Die Katze hat sich in den letzten Tagen der Literatur bemächtigt. Von der Kater-Annonce in der „Luxemburger Zeitung“ über das Feuilleton der „Frankfurter“, die Katzen-Plauderei von Gilson in den „Cahiers Luxembourgeois“ bis zu dem englischen Roman von Wodehouse „Psmith Journalist“, der mir zurzeit das Veronal ersetzt, überall steht die Katze im Vordergrund.
„Kater (siamesische Rasse) verlaufen. Blaue Augen, Körper beige“ ... wie schön hätte sich nach den blauen Augen doch ein blonder Pelz gemacht! ... „Schnauze, Pfoten und Schwanz schwarz, trug rotes Halsband. (Grün wäre auch sehr apart gewesen.) Wiederbringer gute Belohnung.“
Ich weine mit der Familie, die ihrem schönen, seltenen und wertvollen, blauäugigen und blondpelzigen Kater nachtrauert. Denn auch ich nannte einen solchen Exoten mein, auch mir ist er in einer Frühlingsnacht abhanden gekommen, und Gott weiß, welche Hände ihn jetzt streicheln oder wer für seinen Pelz die achtunddreißig Franken eingeheimst hat, die einem weit verbreiteten Gerücht zufolge die Apotheker für Katzenpelze zahlen sollen. Denn ein Katzenpelz gilt als das beste Mittel gegen „Flüsse“.
Unser Maho - der siamesische Kater - war ein Luxustier. Er hatte nichts, was für ihn sprach, als seinen Otterpelz und seine dummen blauen Augen. Kein Temperament, keinen Humor, keine ausgelassenen Sprünge. Seine Stimme war ein skandalöses, brutales Dementi seiner äußeren Schönheit. Sie knarrte und krächzte, wie ein altes Schubkarrenrad, sie entbehrte durchaus der Lieblichkeit und Verinnerlichung.

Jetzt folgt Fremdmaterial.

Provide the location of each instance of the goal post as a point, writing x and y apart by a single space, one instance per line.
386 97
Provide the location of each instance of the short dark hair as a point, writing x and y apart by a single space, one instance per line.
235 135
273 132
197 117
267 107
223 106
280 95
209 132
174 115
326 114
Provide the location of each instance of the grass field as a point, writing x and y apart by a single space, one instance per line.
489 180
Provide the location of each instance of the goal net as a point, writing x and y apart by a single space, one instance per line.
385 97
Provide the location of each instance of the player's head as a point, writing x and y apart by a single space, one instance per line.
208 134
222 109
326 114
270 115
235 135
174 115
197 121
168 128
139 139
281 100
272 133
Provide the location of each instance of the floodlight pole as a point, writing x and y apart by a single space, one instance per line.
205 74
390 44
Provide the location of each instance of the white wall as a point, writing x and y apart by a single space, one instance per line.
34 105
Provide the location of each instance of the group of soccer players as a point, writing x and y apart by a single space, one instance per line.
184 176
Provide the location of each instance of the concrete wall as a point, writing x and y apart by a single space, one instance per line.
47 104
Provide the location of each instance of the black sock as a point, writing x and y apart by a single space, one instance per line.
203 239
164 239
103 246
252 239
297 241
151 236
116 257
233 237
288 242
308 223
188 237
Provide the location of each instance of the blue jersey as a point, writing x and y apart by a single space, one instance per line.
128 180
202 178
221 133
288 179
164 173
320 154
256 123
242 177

Dieser Maho war ein Tier, das einem den Glauben an die Seelenwanderung gradezu aufdrängte. Ich bin mehr als je davon überzeugt, daß in ihm die Seele eines alten, vergrämten Buddhisten oder eines menschenscheuen, hagestolzen Urgroßonkels von Chulalongkorn wohnte. Und dennoch hat dies harte Herz die Liebe einst verspürt. Er kam, wie gesagt, von jenem nächtlichen Frühlingsausflug nicht wieder. Ich trauerte ihm wohl mit dem Verstand, aber nicht mit dem Herzen nach. Nicht wie den andern Pussies, die in Liebesnächten verschwanden, wie Nungesser und Coli im Raum, spurlos, ohne je wieder von sich hören zu lassen: der lustige Schwarze, der in der Küche der italienischen Gesandtschaft die bratfertigen Hühnchen mauste und dem der schöne Cesare fluchend nachschleuderte, was nicht angewachsen war; der schöne schwarzweiße mit den Menschenaugen, der geborene Aristokrat, der an heimlicher Vergiftung langsam zugrunde ging, und der graue, der lachen konnte, wie unsereins, wenn man ihn auf den Rücken legte und punktrollerte. Keiner brachte es über die ersten Frühlingsschlachten.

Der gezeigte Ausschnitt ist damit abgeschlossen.